Manifest-driven data loading framework with canonical SQLDB manifests, Airflow helpers, and pluggable private integrations.

Project description

dltaf

CI Docs PyPI License

dltaf is a manifest-driven data loading framework built around three ideas:

  • canonical, reviewable YAML manifests
  • a stable OSS core for generic sources
  • extension registries that let private integrations stay private

The public repository ships a clean stage63-based core with:

  • canonical source.kind: sqldb for relational ingestion
  • built-in mongodb support
  • compatibility aliases for legacy SQL manifests such as sql_database, oracle_custom_sql, and oracle
  • Airflow DAG generation helpers
  • manifest linting, doctoring, scaffolding, and lineage tooling
  • Vault-backed secrets resolution through vault-kv-client

Private connectors such as internal APIs, Kafka-backed flows, or company-specific uploaders are intentionally not bundled into the OSS package. They should live in your monorepo or private package index and plug into the same runner, hook, and infra-check registries.

Why dltaf

  • Manifest-first: pipeline behavior stays diffable and reviewable
  • Canonical SQL model: one public SQL contract, with legacy aliases supported as migration shims
  • Plugin-first: private integrations extend the framework without forking it
  • Airflow-friendly: the same manifest can be linted locally, planned in CI, and executed in DAG wrappers
  • Self-service: example manifests, template generation, and migration guidance ship with the package

Installation

Lean core install for linting, planning, docs, template generation, and non-runtime tooling:

pip install dltaf

Common runtime profiles:

# Generic Airflow bridge + DAG builder helpers
pip install "dltaf[airflow]"

# ClickHouse destination + Vault-backed private plugin flows
pip install "dltaf[runtime]"

# PostgreSQL or other SQLDB catalog ingestion into ClickHouse
pip install "dltaf[clickhouse,sqldb,postgres]"

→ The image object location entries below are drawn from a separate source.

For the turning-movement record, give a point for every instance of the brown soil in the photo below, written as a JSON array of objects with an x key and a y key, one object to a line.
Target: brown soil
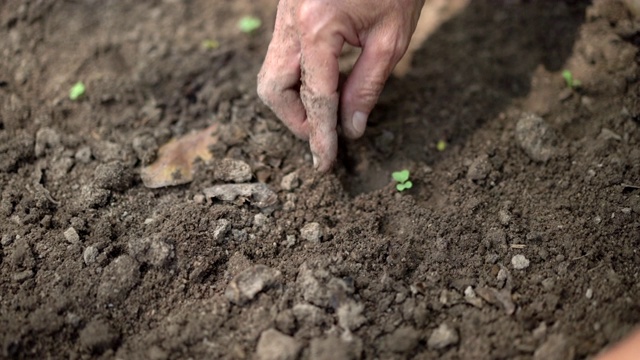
[{"x": 146, "y": 273}]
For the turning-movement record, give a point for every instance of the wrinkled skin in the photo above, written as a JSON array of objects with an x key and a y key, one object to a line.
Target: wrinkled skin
[{"x": 299, "y": 79}]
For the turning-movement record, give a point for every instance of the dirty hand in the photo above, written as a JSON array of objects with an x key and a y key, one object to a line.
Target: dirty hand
[{"x": 299, "y": 77}]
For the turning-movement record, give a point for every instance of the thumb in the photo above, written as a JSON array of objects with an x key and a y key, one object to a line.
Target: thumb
[{"x": 366, "y": 81}]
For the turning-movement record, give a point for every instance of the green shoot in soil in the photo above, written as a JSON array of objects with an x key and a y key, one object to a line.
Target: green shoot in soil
[
  {"x": 77, "y": 90},
  {"x": 249, "y": 24},
  {"x": 402, "y": 179},
  {"x": 572, "y": 83}
]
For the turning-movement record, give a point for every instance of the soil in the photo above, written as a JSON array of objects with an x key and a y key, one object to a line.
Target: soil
[{"x": 520, "y": 240}]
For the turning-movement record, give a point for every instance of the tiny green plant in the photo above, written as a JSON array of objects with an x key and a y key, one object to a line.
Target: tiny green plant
[
  {"x": 402, "y": 179},
  {"x": 77, "y": 90},
  {"x": 572, "y": 83},
  {"x": 249, "y": 24}
]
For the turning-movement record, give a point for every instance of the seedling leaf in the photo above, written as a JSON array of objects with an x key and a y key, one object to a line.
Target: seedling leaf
[
  {"x": 77, "y": 90},
  {"x": 400, "y": 176},
  {"x": 249, "y": 24},
  {"x": 176, "y": 158}
]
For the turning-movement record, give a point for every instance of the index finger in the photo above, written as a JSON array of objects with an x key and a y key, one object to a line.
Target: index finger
[{"x": 320, "y": 49}]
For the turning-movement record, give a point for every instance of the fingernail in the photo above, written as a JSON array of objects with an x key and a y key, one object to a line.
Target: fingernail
[{"x": 359, "y": 121}]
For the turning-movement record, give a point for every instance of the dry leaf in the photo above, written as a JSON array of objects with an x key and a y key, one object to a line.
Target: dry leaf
[{"x": 174, "y": 165}]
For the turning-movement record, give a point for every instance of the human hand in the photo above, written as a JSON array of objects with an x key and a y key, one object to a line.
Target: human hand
[{"x": 299, "y": 79}]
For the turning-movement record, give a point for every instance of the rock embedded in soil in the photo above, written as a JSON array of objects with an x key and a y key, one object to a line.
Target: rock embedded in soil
[
  {"x": 480, "y": 168},
  {"x": 231, "y": 170},
  {"x": 519, "y": 262},
  {"x": 536, "y": 137},
  {"x": 290, "y": 181},
  {"x": 403, "y": 340},
  {"x": 556, "y": 347},
  {"x": 118, "y": 279},
  {"x": 311, "y": 232},
  {"x": 112, "y": 176},
  {"x": 274, "y": 345},
  {"x": 98, "y": 337},
  {"x": 443, "y": 337},
  {"x": 247, "y": 284},
  {"x": 72, "y": 236}
]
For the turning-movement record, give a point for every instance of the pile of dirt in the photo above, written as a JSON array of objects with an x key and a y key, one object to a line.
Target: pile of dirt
[{"x": 518, "y": 240}]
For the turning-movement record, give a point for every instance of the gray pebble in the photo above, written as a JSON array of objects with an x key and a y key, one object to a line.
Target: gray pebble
[
  {"x": 112, "y": 176},
  {"x": 555, "y": 348},
  {"x": 150, "y": 250},
  {"x": 90, "y": 254},
  {"x": 311, "y": 232},
  {"x": 403, "y": 340},
  {"x": 290, "y": 181},
  {"x": 46, "y": 138},
  {"x": 443, "y": 337},
  {"x": 274, "y": 345},
  {"x": 83, "y": 155},
  {"x": 519, "y": 262},
  {"x": 72, "y": 235},
  {"x": 230, "y": 170},
  {"x": 479, "y": 168},
  {"x": 536, "y": 137},
  {"x": 118, "y": 278},
  {"x": 247, "y": 284},
  {"x": 350, "y": 315},
  {"x": 98, "y": 336}
]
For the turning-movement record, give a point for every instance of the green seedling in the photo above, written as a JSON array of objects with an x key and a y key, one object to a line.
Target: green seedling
[
  {"x": 77, "y": 90},
  {"x": 402, "y": 179},
  {"x": 210, "y": 44},
  {"x": 249, "y": 24},
  {"x": 572, "y": 83}
]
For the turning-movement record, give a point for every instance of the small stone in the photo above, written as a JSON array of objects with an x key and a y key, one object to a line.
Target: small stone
[
  {"x": 443, "y": 337},
  {"x": 247, "y": 284},
  {"x": 504, "y": 216},
  {"x": 46, "y": 138},
  {"x": 290, "y": 181},
  {"x": 90, "y": 254},
  {"x": 150, "y": 250},
  {"x": 98, "y": 337},
  {"x": 350, "y": 315},
  {"x": 21, "y": 276},
  {"x": 260, "y": 220},
  {"x": 118, "y": 278},
  {"x": 83, "y": 155},
  {"x": 274, "y": 345},
  {"x": 479, "y": 168},
  {"x": 311, "y": 232},
  {"x": 555, "y": 348},
  {"x": 6, "y": 240},
  {"x": 519, "y": 262},
  {"x": 589, "y": 293},
  {"x": 331, "y": 348},
  {"x": 536, "y": 137},
  {"x": 112, "y": 176},
  {"x": 222, "y": 229},
  {"x": 72, "y": 236},
  {"x": 403, "y": 340},
  {"x": 230, "y": 170}
]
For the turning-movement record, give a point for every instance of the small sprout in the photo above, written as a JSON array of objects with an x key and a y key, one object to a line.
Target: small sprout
[
  {"x": 210, "y": 44},
  {"x": 249, "y": 24},
  {"x": 402, "y": 179},
  {"x": 572, "y": 83},
  {"x": 77, "y": 90}
]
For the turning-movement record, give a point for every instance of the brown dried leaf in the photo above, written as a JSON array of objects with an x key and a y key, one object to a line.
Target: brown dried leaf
[{"x": 174, "y": 165}]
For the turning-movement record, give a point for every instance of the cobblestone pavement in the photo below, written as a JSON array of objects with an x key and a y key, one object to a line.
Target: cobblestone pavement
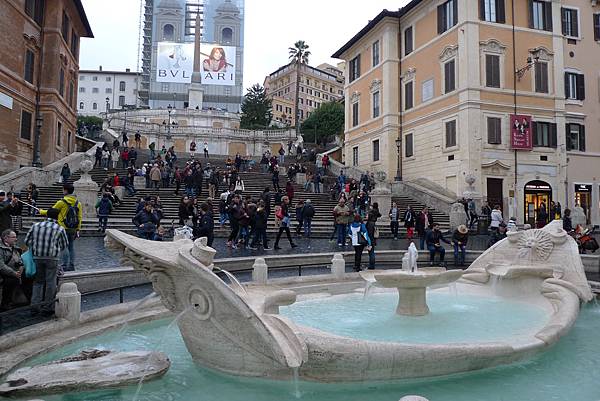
[{"x": 90, "y": 252}]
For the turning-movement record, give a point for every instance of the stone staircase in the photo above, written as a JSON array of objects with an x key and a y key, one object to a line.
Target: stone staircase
[{"x": 254, "y": 180}]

# Oracle query-driven ingestion into ClickHouse
pip install "dltaf[clickhouse,sqldb,oracle]"

# MongoDB ingestion into ClickHouse
pip install "dltaf[clickhouse,mongodb]"

Developer install:

git clone https://github.com/PaulKov/dltaf.git
cd dltaf
python3 -m venv .venv
source .venv/bin/activate
pip install --upgrade pip
pip install -e .[dev]

The public package is intentionally split into extras so Airflow PythonVirtualenvOperator tasks and CI smoke jobs do not have to install Oracle, MongoDB, Vault, and every SQL driver when they only need one runtime slice.

Quick start

Validate the canonical SQL example:

dltaf manifest lint --manifest dltaf/examples/manifests/smoke_sqldb_catalog.yaml --allow-filename-mismatch

Render a safe execution plan without side effects:

dltaf manifest run \
  --manifest dltaf/examples/manifests/smoke_sqldb_catalog.yaml \
  --plan

Generate a new public-safe template:

dltaf manifest doctor \
  --template-kind sqldb_query \
  --pipeline-name dlt__oracle__to__clickhouse__raw

Generate Airflow DAG wrappers:

dltaf dags generate --manifests-dir ./manifests --output-dir ./generated_dags

Show lineage:

dltaf lineage show --format mermaid

Canonical built-ins

sqldb

sqldb is the canonical relational source kind.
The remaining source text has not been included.